Imposimato accuse l’actuel président de la Commission de l’Union européenne, Romano Prodi, et l’ancien procureur de l’opération « mains propres », Antonio Di Pietro, d’avoir comploté pour un « gouvernement invisible », dont les objectifs consisteraient à établir un nouveau régime politique docilement soumis aux politiques dictées par les marchés financiers internationaux. Signalons que le procureur Imposimato est célèbre en Italie pour avoir mené l’enquête dans plusieurs affaires majeures comme le meurtre d’Aldo Moro en 1978, la tentative d’assassinat contre le pape Jean-Paul II et de nombreux cas de terrorisme et de mafia. Imposimato ne nie pas l’existence d’un système illégal de financement des partis dans l’Italie d’après-guerre, mais il démontre qu’après l’opération « mains propres », la corruption n’a fait que s’aggraver.
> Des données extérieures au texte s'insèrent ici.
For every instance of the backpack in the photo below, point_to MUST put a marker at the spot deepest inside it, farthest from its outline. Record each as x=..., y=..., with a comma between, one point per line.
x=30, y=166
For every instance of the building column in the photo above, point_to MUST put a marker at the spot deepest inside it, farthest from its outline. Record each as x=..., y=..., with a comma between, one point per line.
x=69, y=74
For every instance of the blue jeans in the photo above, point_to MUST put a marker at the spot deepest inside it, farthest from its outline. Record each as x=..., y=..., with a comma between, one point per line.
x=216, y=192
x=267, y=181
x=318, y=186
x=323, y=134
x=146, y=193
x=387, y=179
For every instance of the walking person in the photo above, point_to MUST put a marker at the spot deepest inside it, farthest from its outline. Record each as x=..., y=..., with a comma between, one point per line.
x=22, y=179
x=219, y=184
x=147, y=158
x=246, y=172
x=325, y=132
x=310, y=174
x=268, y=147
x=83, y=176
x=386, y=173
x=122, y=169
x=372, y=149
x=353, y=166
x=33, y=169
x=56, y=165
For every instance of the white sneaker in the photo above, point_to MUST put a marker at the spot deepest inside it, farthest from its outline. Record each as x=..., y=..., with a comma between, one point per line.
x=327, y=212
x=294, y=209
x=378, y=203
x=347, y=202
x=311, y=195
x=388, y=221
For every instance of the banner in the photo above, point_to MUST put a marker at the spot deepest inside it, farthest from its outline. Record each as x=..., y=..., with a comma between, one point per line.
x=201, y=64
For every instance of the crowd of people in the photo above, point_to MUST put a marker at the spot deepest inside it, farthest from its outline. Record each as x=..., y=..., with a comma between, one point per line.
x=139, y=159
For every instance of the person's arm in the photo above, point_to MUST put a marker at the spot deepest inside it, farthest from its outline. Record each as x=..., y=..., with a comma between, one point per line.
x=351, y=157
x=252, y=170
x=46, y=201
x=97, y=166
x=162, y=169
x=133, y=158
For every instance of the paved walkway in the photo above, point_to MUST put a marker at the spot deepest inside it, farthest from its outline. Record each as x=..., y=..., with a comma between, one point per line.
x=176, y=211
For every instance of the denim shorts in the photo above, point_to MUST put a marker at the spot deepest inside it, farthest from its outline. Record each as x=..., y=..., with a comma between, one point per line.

L’opération « mains propres », écrit Imposimato, avait pour but d’« établir un système politique restructuré (...) et de restructurer symétriquement le système des affaires afin de privilégier les « fortes puissances », c’est-à-dire le grand capital et la spéculation financière, au grand détriment des (...) petites et moyennes entreprises ». Elle fournissait « une solution au problème de la transition politique et institutionnelle, dans le contexte d’un nouvel arrangement européen [l’Union monétaire européenne] et de la globalisation des marchés, en présence d’une seule superpuissance, hégémonique aux niveaux politique et économique ».